Clonal interactions as mechanisms of polyclonality in colorectal adenomas
Session type: Poster / e-Poster / Silent Theatre session
According to the somatic mutation theory, tumours are derived from a single mutated cell that clonally expands into a neoplasm. In colorectal tumourigenesis however, studies on familial adenomatous polyposis (FAP) and some sporadic microadenomas have revealed tumours that are polyclonal in origin – they are derived from more than one crypt. The mechanisms and the implications of this are unknown.
We investigated the effect of dysplastic crypts on non-dysplastic crypts to determine the mechanisms of polyclonality. To characterize the field effect of adenomas on adjacent normal crypts and surrounding stroma, immunohistochemistry was performed on FAP specimens and sporadic adenomas for Ki67, γH2AX, nuclear β- catenin, intraepithelial CD8, stromal CD4/8, CD68 and α-SMA expression. The percentage of stained cells were analysed as a function of proximity of normal to dysplastic crypts. Deficiency in the mitochondrial enzyme cytochrome c oxidase was also quantified as readout of mutation burden.

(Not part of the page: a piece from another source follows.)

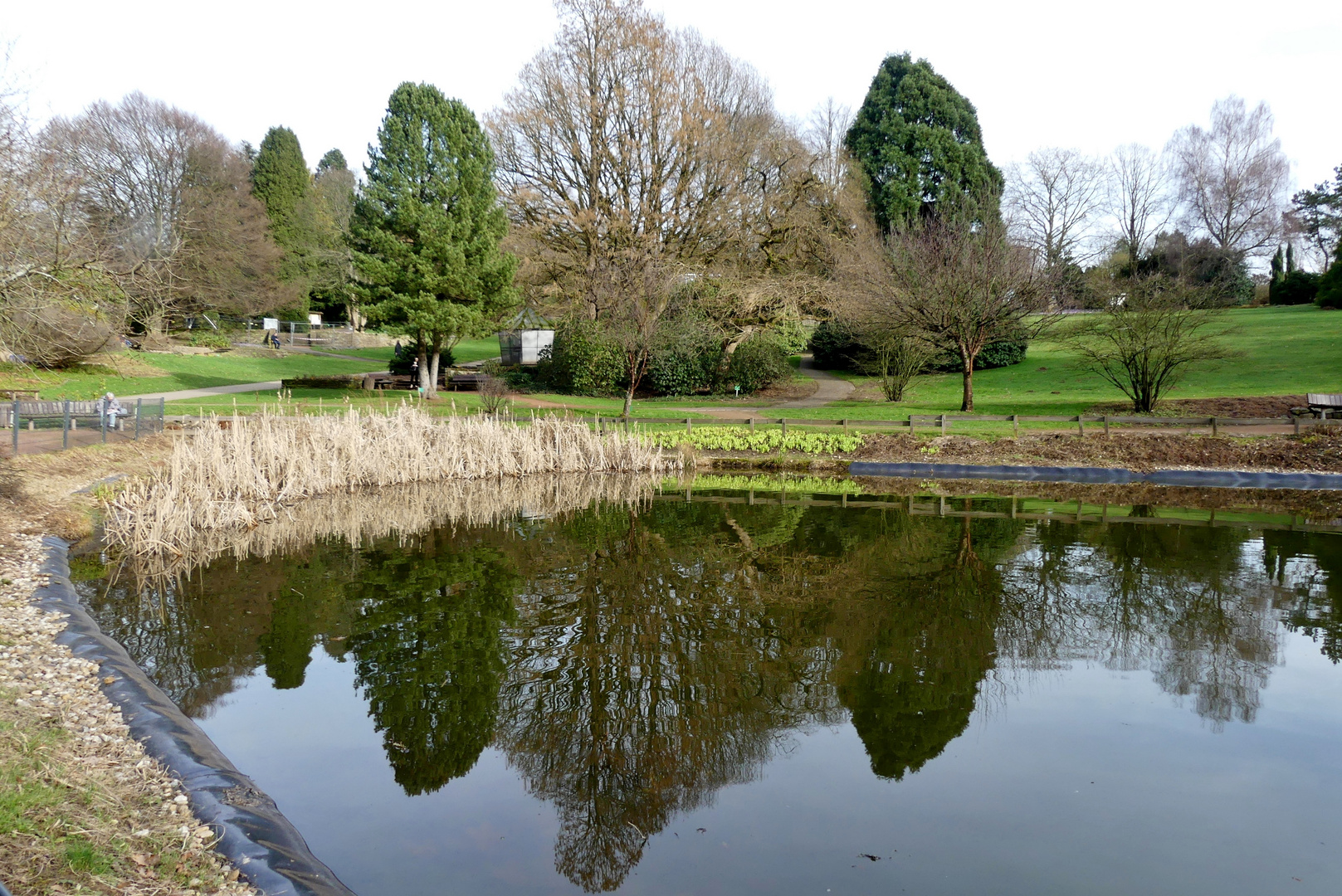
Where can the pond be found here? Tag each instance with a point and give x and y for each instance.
(780, 689)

We found higher expression of γH2AX, Ki67 and nuclear β-catenin in non-dysplastic crypts surrounding adenomas compared with distant normal crypts; an effect decreasing over distance away from the adenoma. Cytochrome c oxidase deficiency was also increased in crypts surrounding adenomas. For all stromal markers, the percentage of positive cells decreased the further away from the adenoma. This strongly suggests that a field effect results from an inflammatory response initiated by the adenoma generating mutant adjacent crypts.
We have also determined gene expression effects of an adenoma on normal colonic epithelium using Wild type and Apc1322/+ organoids that were subjected to RNA sequencing. Target pathways were identified using Gene Set Enrichment Analysis (GSEA). Strikingly, WT organoids exposed to Apc1322/+ organoids showed an upregulation in genes involved in proliferation, cell cycle and replication after 72hrs, whilst apoptosis genes are downregulated.
This study characterises polyclonality and suggests how this develops in the early events in colorectal tumorigenesis.